Probably my single favorite promotional art from a series filled with great promotional art is Daniel Gouzee’s teaser poster, showing Roger Moore as Bond orbiting Earth in a space suit in the traditional gun-across-the-chest pose. Yes, there’s the troublesome matter of Bond going helmet-less in the vacuum of space, but in a way it only adds to the wacky charm of the whole enterprise. I was lucky enough to score a clean, unfolded version of this poster for a song in the early days of eBay, and it occupies a place of honor on my media room wall.
Roger himself is at the top of his game here, suave and cool, utterly unflappable and impossibly handsome. At the halfway point in his tenure as Bond, he’s relaxed and at ease throughout. If Lois Chiles as Holly Goodhead (!) and Michael Lonsdale as Drax aren’t the best Bond girl and villain in the series, they’re also far from the worst. The “office team” is intact one last time, with Bernard Lee making his last appearance as M before his unfortunate demise.
Anyway, I couldn’t let the anniversary of this epic theater-going experience pass without mention. Whatever its weaknesses, this was the last of the truly BIG Bonds, with a massive supervillain lair, opulent locations in glorious widescreen vistas, over-the-top stuntwork and the whole nine yards. The next film, For Your Eyes Only, would deliberately downscale everything in a bid to return to more serious fare (and to save money, no doubt). The films that followed, whether with Moore or his three successors — and despite ballooning budgets — never felt as grandiose again.
I used to say the Bond films were to moviegoers what Buffalo Bill’s Wild West Show had been to turn-of-the-century audiences: Every couple of years, and with much fanfare, the big show would roll into sleepy small towns like mine and present sights and sounds we could never see otherwise; a wild parade of larger-than-life characters doing extraordinary things against a fantastic landscape that never really existed, but should have. It was loud and flashy and exciting with a charismatic ringmaster at center stage as our host and guide. I still enjoy the ongoing Bond series for all sorts of reasons, but that kind of thrill left the proceedings a long time ago, for me.
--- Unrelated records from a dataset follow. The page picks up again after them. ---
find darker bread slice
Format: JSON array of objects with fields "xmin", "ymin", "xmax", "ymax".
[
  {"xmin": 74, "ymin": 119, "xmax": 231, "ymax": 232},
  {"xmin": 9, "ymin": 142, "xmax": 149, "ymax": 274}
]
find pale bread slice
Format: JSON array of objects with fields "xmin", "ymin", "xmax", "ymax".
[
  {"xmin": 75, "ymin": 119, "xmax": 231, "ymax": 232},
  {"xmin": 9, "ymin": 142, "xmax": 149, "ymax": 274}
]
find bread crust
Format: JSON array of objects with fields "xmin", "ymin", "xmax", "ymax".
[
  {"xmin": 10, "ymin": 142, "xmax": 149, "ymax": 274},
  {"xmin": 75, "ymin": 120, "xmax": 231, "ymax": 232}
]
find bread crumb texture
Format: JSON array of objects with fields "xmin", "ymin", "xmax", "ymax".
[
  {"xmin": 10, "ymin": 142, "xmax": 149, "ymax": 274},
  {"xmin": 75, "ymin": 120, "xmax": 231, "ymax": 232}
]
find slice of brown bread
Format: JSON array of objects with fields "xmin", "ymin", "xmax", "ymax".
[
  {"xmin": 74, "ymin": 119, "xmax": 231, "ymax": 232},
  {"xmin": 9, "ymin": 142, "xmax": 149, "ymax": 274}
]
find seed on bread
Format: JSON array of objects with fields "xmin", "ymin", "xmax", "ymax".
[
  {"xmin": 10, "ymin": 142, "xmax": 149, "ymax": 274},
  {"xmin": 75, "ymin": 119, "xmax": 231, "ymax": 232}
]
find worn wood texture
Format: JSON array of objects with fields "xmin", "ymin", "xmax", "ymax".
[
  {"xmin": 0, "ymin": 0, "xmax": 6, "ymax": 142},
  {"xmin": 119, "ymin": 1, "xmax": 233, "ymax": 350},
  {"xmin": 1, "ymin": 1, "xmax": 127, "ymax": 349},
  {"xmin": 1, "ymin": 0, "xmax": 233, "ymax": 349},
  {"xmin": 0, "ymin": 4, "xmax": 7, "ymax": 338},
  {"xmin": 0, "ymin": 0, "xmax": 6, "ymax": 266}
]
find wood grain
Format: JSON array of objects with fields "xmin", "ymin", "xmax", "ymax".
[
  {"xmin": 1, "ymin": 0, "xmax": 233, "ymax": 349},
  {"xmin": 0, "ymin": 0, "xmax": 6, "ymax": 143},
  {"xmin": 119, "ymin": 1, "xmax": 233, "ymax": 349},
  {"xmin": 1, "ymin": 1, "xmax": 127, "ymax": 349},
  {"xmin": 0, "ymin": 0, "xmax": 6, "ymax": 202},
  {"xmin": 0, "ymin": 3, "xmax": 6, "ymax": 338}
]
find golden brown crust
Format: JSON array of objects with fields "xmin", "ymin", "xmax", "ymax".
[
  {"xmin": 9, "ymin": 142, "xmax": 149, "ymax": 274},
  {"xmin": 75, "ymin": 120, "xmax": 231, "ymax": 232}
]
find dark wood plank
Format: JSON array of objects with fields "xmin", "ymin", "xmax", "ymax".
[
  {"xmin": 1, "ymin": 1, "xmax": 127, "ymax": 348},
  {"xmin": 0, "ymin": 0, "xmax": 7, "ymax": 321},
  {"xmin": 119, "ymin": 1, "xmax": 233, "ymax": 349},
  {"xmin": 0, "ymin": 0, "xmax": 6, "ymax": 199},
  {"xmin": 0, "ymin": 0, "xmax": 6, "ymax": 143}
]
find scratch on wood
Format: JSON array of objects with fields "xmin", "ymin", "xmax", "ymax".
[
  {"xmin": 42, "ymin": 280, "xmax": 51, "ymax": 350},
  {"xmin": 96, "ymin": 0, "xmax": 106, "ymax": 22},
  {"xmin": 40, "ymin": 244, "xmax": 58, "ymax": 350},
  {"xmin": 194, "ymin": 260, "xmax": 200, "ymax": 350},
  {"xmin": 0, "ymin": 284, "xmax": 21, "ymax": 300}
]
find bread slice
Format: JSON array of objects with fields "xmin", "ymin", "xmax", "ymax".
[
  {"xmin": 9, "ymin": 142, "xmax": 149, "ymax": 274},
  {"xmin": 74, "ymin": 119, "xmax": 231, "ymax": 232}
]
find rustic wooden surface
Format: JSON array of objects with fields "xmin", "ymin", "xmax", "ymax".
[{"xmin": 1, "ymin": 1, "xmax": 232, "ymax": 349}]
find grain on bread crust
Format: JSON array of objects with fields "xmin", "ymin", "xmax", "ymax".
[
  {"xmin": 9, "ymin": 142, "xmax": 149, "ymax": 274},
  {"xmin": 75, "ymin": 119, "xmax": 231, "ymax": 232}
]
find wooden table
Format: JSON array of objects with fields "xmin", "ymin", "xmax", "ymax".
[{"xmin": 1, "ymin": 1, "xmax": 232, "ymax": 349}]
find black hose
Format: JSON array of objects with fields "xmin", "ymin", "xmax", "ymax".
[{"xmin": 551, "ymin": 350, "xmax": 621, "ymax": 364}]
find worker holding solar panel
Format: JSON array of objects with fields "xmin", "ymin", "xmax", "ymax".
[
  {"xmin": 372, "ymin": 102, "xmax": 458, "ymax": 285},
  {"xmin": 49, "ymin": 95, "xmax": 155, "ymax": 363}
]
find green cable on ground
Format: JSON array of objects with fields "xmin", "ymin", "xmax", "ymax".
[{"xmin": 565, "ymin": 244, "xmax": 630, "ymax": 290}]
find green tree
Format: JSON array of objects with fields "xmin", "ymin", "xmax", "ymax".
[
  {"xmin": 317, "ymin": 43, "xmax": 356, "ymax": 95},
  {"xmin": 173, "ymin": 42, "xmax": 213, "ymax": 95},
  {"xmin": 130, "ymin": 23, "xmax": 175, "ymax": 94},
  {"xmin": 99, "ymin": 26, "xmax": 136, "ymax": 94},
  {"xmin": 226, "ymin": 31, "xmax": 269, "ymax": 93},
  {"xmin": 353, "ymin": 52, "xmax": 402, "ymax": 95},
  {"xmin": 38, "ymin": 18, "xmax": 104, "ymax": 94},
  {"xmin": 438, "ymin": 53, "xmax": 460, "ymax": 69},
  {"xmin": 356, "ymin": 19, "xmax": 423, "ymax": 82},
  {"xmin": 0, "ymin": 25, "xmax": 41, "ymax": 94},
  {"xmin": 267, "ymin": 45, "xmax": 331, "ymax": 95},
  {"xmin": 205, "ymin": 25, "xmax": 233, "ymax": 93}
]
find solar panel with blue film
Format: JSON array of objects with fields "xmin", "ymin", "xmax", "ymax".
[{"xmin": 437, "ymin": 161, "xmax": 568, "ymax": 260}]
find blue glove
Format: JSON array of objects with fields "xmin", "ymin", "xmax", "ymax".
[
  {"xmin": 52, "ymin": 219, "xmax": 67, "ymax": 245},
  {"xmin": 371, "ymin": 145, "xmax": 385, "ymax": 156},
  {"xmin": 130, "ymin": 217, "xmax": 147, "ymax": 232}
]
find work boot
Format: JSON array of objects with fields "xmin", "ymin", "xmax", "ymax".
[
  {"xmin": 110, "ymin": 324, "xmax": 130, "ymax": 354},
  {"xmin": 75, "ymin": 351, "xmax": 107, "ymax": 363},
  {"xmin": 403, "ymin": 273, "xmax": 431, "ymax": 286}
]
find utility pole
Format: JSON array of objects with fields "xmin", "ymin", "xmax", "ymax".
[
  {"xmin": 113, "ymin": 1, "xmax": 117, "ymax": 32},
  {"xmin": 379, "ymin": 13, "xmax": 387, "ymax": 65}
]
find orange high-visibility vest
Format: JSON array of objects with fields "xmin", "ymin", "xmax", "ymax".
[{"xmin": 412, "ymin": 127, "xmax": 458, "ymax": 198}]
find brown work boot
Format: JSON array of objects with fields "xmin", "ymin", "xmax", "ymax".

That’s why as nutty and stupid as it can be in spots, I’ll always come back to enjoy Moonraker, from its amazing pre-credits fight shot in high-altitude freefall to the end credits, which appropriately enough roll past to a disco tune.
This then is my tip of the EVA helmet to Moonraker on its 40th, and to Cubby Broccoli, Lewis Gilbert, Ken Adam, Roger Moore, John Barry, Derek Meddings, Maurice Binder, Richard Kiel, Bob Simmons, Richard Graydon, Desmond Llewelyn, Lois Maxwell, Bernard Lee and all the other participants who’ve taken that last giant leap into the Great Beyond.